Les premiers soins donnés aux affaires générales et administratives de la province, le commandant supérieur se livra tout entier à la préparation des opérations militaires, qu’il était de plus en plus urgent d’exécuter dans le sud. Son plan comprenait d’abord quatre objets : 1° expulser du Zab les agens d’Abd-el-Kader ; 2° constituer dans ces parages le pouvoir du cheikh-el-Arab, de telle sorte qu’il pût s’y maintenir, administrer le pays et percevoir les impôts au nom de la France; 3° régler les rapports des nomades sahariens avec les tribus du Tell; 4° enfin, rétablir les anciennes relations commerciales du Zab avec Constantine. Plus tard, on verrait à faire pénétrer la domination française dans l’Aurès.

Le 8 février 1844, le lieutenant-colonel Buttafuoco sortit de Constantine avec 1,000 hommes d’infanterie, une section d’artillerie de montagne et 100 spahis, pour conduire, à 80 kilomètres de distance, dans le sud-sud-ouest, un grand convoi de vivres à Batna, Cet ancien poste romain commande au nord une longue vallée qui, longeant le versant nord-ouest de l’Aurès, débouche à l’autre bout par le défilé d’El-Kantara, dans le Zab ; c’est la principale des communications suivies par les nomades sahariens quand ils viennent échanger leurs dattes contre les grains du Tell.
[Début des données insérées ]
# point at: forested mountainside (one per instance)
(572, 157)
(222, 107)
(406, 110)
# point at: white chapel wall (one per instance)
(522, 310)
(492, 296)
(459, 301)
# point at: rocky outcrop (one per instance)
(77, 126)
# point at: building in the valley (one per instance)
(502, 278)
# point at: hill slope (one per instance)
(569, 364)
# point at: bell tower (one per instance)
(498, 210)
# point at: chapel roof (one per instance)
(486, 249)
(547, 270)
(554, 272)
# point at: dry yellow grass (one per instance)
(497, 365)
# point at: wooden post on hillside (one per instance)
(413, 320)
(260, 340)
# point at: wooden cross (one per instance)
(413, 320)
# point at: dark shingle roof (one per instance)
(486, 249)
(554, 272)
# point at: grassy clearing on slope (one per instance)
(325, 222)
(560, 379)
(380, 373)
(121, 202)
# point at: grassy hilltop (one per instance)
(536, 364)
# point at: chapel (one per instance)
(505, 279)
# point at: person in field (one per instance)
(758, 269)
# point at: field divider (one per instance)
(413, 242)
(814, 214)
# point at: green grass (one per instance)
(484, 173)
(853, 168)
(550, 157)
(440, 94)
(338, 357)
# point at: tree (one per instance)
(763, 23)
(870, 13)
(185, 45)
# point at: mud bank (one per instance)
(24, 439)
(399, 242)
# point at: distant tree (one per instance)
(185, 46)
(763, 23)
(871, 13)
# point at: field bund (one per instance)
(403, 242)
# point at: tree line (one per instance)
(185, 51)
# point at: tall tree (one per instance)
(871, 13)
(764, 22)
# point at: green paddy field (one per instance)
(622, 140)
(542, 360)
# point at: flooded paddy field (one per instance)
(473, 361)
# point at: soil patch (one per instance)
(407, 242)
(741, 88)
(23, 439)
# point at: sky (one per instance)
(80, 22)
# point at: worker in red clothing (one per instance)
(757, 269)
Afin d’assurer les transports de la colonne, dont le détachement dirigé sur Batna n’était que l’avant-garde, le duc d’Aumale avait prescrit au cheikh-el-Arab de faire dans les Ziban une grande réquisition de chameaux. En dépit des menaces lancées par Mohammed-bel-Hadj, le principal agent d’Abd-el-Kader dans les oasis de Biskra et de Sidi-Okba, une longue caravane de plusieurs centaines de ces animaux s’était acheminée vers EI-Kantara; mais elle y avait été arrêtée, à l’instigation de l’ancien bey Ahmed, par 500 ou 600 cavaliers des Ouled-Soltan. A la nouvelle de cet incident, le lieutenant-colonel Buttafuoco fit marcher de Batna quatre compagnies d’infanterie et 200 chevaux, qui eurent bientôt fait de disperser le contingent arabe et de rouvrir le passage intercepté.
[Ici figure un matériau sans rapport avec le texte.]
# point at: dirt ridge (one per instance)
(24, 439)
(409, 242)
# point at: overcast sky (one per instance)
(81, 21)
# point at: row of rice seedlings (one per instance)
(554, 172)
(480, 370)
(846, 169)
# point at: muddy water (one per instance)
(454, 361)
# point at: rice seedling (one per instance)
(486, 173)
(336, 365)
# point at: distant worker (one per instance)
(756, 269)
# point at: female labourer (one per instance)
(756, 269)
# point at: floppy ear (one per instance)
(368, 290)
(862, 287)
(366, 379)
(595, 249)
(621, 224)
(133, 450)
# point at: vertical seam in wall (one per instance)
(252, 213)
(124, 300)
Le 25 février, le duc d’Aumale, avec le gros du corps expéditionnaire, rejoignit à Batna l’avant-garde. Pendant sa marche depuis Constantine, le général Sillègue, sorti de Sétif à la tête de deux bataillons et de 200 chevaux, avait couvert son flanc droit; attaqué dans son bivouac, pendant la nuit du 24 au 25 février, par les Ouled-Soltan, le général les avait repoussés et s’était rendu maître, le lendemain, du village de Ngaous, point stratégique important, parce qu’il commande le chemin de Sétif à Biskra.